If you are behind on secured debt, such as mortgage payments or secured loans, then missing payments may mean your property will be repossessed. If you’re starting to fall behind, then you may feel that selling is your best option, before a repossession takes place, but again, it’s important to get financial advice first.
If you have unsecured debts such as credit cards, payday loans, or store cards, then you may have options other than selling your home. This could include negotiating an informal payment plan, or going a more formal route such as an Individual Voluntary Arrangement (IVA), which could mean you could keep the house.
Time and cost involved with selling
Some properties will sell more quickly than others, and homes in undesirable locations or poor condition could take a long time to sell. However, there are still options. You could sell through Quick Move Now, who buy any mortgageable home in England and Wales, regardless of condition, for cash. This also save you from having to pay fees, which can add up to several thousand.
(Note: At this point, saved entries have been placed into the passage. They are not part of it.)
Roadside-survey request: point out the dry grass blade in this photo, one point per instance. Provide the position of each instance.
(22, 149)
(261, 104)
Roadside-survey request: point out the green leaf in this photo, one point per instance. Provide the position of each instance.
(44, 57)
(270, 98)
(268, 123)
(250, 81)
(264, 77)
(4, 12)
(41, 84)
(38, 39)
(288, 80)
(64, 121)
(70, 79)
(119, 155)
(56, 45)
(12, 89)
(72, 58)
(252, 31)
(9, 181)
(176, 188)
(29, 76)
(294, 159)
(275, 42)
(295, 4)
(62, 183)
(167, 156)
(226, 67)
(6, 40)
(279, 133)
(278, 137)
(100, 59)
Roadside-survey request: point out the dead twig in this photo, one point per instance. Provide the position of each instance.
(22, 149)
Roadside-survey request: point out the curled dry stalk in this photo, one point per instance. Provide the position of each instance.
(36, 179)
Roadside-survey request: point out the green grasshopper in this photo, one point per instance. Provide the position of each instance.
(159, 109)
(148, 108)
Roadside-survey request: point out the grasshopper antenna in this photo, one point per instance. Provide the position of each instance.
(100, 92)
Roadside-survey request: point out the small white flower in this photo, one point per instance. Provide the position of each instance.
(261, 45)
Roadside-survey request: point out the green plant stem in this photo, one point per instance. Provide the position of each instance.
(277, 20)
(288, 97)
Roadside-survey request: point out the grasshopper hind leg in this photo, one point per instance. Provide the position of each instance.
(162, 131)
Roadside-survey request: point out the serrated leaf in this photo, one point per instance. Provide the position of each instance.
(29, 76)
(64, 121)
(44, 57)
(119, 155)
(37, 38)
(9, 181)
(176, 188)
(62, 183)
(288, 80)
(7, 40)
Once you’ve paid off your debts, there’s often a sense of relief, but then you’ll still have the worry of keeping a roof over your head. Selling your property might mean you need to move to rental accommodation, or live with relatives, and it can be hard to get back on the property ladder. It’s worth thinking about what will happen once your house has sold. Will you have enough money left over as a deposit on a new place, or will you be stuck renting forever? This is why getting professional financial advice is so important when making these decisions.
Taxes and fees
The amount of tax you pay on your property sale will vary depending on where you live and your property situation. If the house you’re selling is your primary residence, then you might not have to pay capital gains tax, and the amount of stamp duty you pay will be relative to the selling price of the property, with places under £125,000 in England being exempt from stamp duty. It’s worth thinking about any taxes that you’ll pay on your profits, and whether the net amount from the sale will be enough to settle your debts.
If you are heading for repossession, or simply struggling with your debts, then it might be tempting to put your house on the market. However, it’s not the best option for everyone, so you’ll need to do some research, think about the long term effects on your finances and family, and come to a decision that’s right for you.